In TensorRT-LLM we use profiler to find the best GEMM configuration for int8 given problem size: https://github.com/NVIDIA/TensorRT-LLM/blob/main/cpp/tensorrt_llm/plugins/common/gemmPluginProfiler.cpp. For example, this profiler is used here, could you, please, try it out. Let me know if you have more questions.

beegerous commented 8 months ago

Hi @beegerous , thank you for reporting the issue. When using https://github.com/NVIDIA/TensorRT-LLM/blob/main/cpp/tensorrt_llm/kernels/cutlass_kernels/int8_gemm/int8_gemm_template.h one should specify ThreadblockShape, WarpShape and Stages to configure GEMM. Choice of these parameters can influence the performance by a lot. Meanwhile, torch uses some runtime heuristics (e.g. in cuDNN library) to choose the optimal GEMM shape for the given problem size. Thus, I guess, the performance difference you see comes from the comparison of suboptimal int8 GEMM to the optimal fp16 GEMM.

In TensorRT-LLM we use profiler to find the best GEMM configuration for int8 given problem size: https://github.com/NVIDIA/TensorRT-LLM/blob/main/cpp/tensorrt_llm/plugins/common/gemmPluginProfiler.cpp. For example, this profiler is used here, could you, please, try it out. Let me know if you have more questions.

@nekorobov Thanks for reply.

sorry I miss some information. Before I calculate gemm, I use this function (https://github.com/NVIDIA/TensorRT-LLM/blob/main/cpp/tensorrt_llm/kernels/cutlass_kernels/cutlass_heuristic.cpp#L196) to get the best tile config, and make sure it only run one time for specific [m,n,k].

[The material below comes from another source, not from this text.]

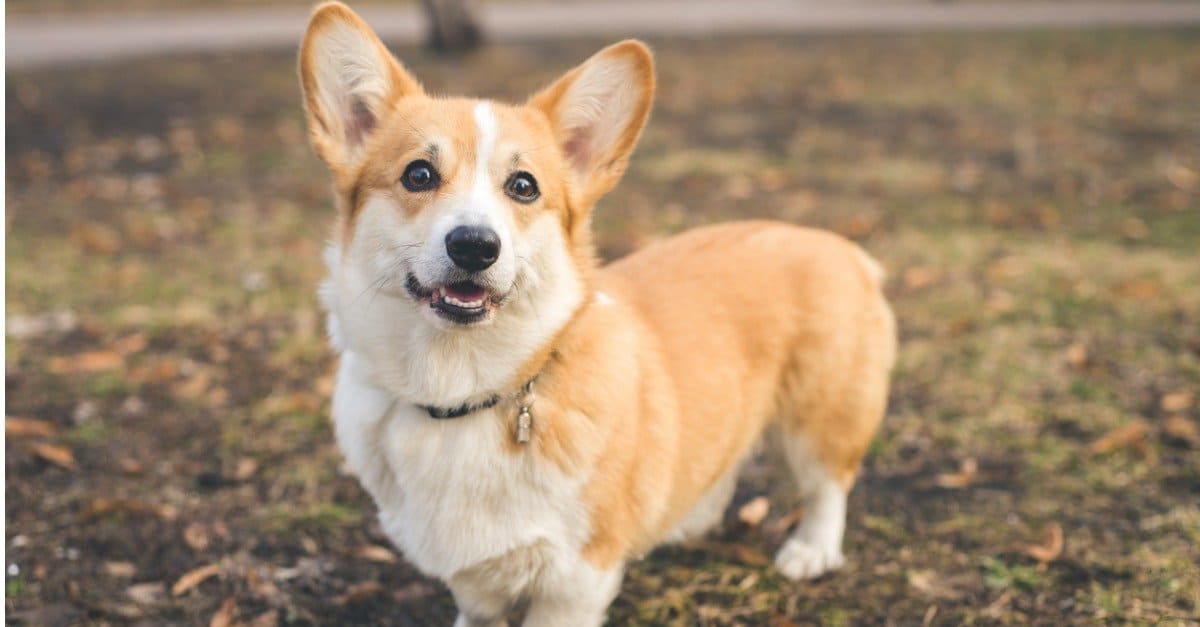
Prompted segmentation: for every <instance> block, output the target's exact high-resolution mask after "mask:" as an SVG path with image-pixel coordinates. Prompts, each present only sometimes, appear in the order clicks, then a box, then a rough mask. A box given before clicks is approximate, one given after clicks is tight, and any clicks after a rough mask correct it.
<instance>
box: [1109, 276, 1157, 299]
mask: <svg viewBox="0 0 1200 627" xmlns="http://www.w3.org/2000/svg"><path fill="white" fill-rule="evenodd" d="M1114 291H1115V292H1116V294H1117V295H1118V297H1122V298H1127V299H1129V300H1151V299H1154V298H1157V297H1158V294H1159V292H1162V291H1163V283H1160V282H1158V281H1154V280H1152V279H1133V280H1129V281H1123V282H1121V283H1118V285H1117V286H1116V287H1115V288H1114Z"/></svg>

Is there difference between cutlass_heuristic and gemmPluginProfiler ? From io variable I think they are both for get best CutlassGemmConfig.

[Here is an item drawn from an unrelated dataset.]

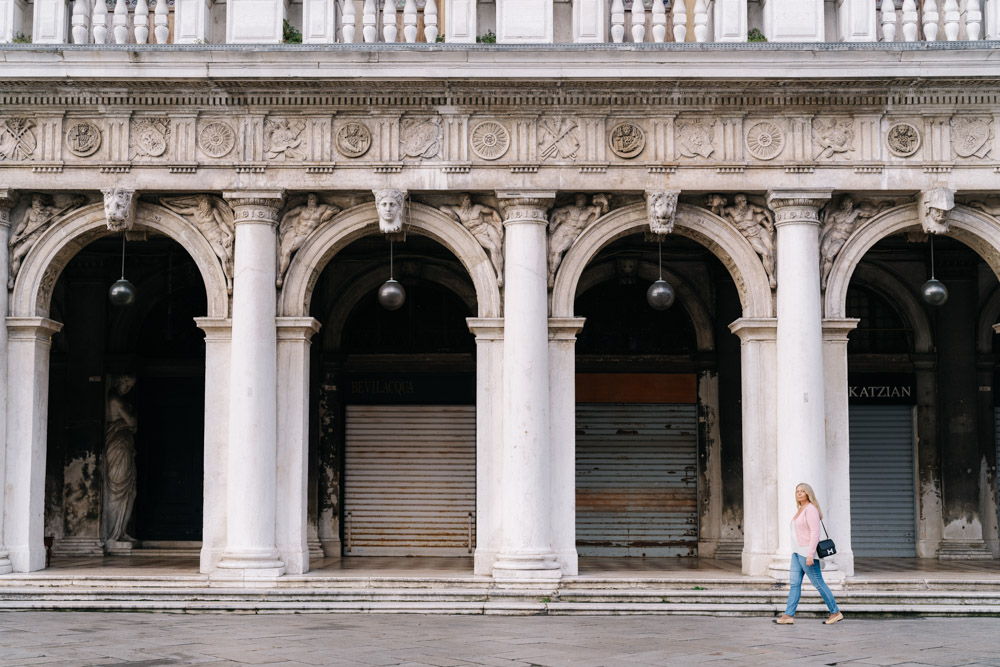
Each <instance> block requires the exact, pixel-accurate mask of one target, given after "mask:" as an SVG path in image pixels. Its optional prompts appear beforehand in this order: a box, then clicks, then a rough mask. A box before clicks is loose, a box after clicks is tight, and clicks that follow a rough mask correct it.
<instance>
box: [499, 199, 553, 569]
mask: <svg viewBox="0 0 1000 667" xmlns="http://www.w3.org/2000/svg"><path fill="white" fill-rule="evenodd" d="M497 198H498V200H499V203H500V207H501V209H502V210H503V213H504V229H505V231H506V234H505V247H506V253H505V260H506V261H505V271H504V300H505V309H504V351H503V498H502V503H501V505H502V509H501V515H502V517H503V518H502V531H501V532H502V537H501V544H500V552H499V553H498V554H497V557H496V560H495V561H494V563H493V577H494V578H496V579H506V580H524V579H534V580H538V579H544V580H556V579H558V578H559V577H560V574H561V573H560V567H559V563H558V561H557V559H556V555H555V552H554V548H553V539H552V538H553V536H552V524H551V519H550V517H551V512H552V496H551V491H550V485H551V481H552V480H551V462H552V452H551V447H550V433H549V428H550V423H549V359H548V289H547V287H546V277H547V275H548V272H547V264H546V248H547V234H546V230H547V227H548V218H547V216H546V212H547V211H548V208H549V207H550V206H551V205H552V203H553V202H554V200H555V193H552V192H547V193H507V192H498V193H497Z"/></svg>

By the way, the code here (https://github.com/NVIDIA/TensorRT-LLM/blob/main/cpp/tensorrt_llm/kernels/cutlass_kernels/int8_gemm/int8_gemm_template.h#L268) is a little bit confused. It is the only one shape that diff with case variable name tells. But I change it into 64 and re-run those cases, get no difference performance.

nekorobov commented 8 months ago

I use this function (https://github.com/NVIDIA/TensorRT-LLM/blob/main/cpp/tensorrt_llm/kernels/cutlass_kernels/cutlass_heuristic.cpp#L196) to get the best tile config, and make sure it only run one time for specific [m,n,k].

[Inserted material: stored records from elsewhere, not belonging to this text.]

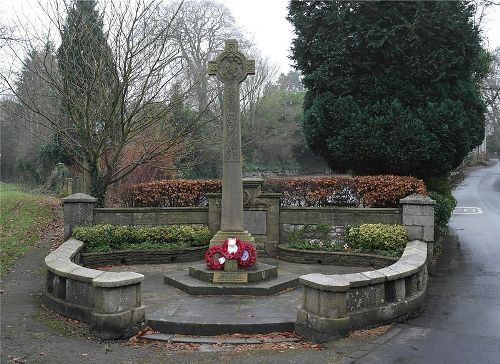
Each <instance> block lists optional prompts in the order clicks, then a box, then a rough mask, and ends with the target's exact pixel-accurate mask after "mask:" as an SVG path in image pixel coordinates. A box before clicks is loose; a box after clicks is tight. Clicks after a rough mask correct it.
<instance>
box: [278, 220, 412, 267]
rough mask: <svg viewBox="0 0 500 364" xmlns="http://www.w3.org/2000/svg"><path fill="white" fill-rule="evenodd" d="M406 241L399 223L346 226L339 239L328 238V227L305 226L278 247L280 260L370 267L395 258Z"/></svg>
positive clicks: (407, 235) (396, 260) (292, 232)
mask: <svg viewBox="0 0 500 364" xmlns="http://www.w3.org/2000/svg"><path fill="white" fill-rule="evenodd" d="M407 242H408V233H407V231H406V228H405V227H404V226H402V225H387V224H362V225H357V226H346V228H345V233H344V237H343V241H332V240H329V228H328V226H327V225H326V226H325V225H324V224H321V225H305V226H303V227H301V228H298V229H296V230H295V231H293V232H292V233H291V234H290V236H289V239H288V242H287V243H285V244H283V245H281V246H280V247H279V256H280V259H283V260H287V261H292V262H296V263H309V264H311V263H315V264H318V263H319V264H335V265H350V266H371V267H374V268H377V269H378V268H381V267H384V266H387V265H390V264H392V263H394V262H395V261H397V260H398V258H399V257H400V256H401V254H402V253H403V250H404V248H405V246H406V243H407Z"/></svg>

Do you include this function into your time calculations? This might take significant amount of time. Which candidate_configs do you provide?

Is there difference between cutlass_heuristic and gemmPluginProfiler ? From io variable I think they are both for get best CutlassGemmConfig.

Yes, cutlass_heuristic uses some estimation heuristics to find the best config without running it. While it is relatively fast estimation method, it is not always accurate. gemmPluginProfiler simply profiles each GEMM config to choose the fastest. gemmPluginProfiler should be executed offline, but it gives more accurate results.

It is the only one shape that diff with case variable name tells. But I change it into 64 and re-run those cases, get no difference performance.

Indeed, this mismatch is a bug. Thank you for reporting this. I believe that it makes difference, just not on the cases you've profiled.

beegerous commented 8 months ago

@nekorobov thanks for your advise. I change cutlass_heuristic into profiler, and int8 gemm on a100 become much faster. here is the latest result. (trt-llm cost does not contain profiler time.)

m n k torch cost(s) trt-llm cost(s)
1024 1024 1024 19.89363145828247 20.7686026096344
2048 2048 2048 8.329726219177246 7.037260055541992
4096 4096 4096 63.426324129104614 44.36107349395752
8192 4096 4096 125.48689246177673 96.80497765541077
4096 8192 4096 126.33650040626526 85.49396276473999
4096 4096 8192 118.56665873527527 86.97948837280273
foreverlms commented 4 days ago

@nekorobov thanks for your advise. I change cutlass_heuristic into profiler, and int8 gemm on a100 become much faster. here is the latest result. (trt-llm cost does not contain profiler time.)

m n k torch cost(s) trt-llm cost(s) 1024 1024 1024 19.89363145828247 20.7686026096344 2048 2048 2048 8.329726219177246 7.037260055541992 4096 4096 4096 63.426324129104614 44.36107349395752 8192 4096 4096 125.48689246177673 96.80497765541077 4096 8192 4096 126.33650040626526 85.49396276473999 4096 4096 8192 118.56665873527527 86.97948837280273

Have you misstaken the unit? us not seconds?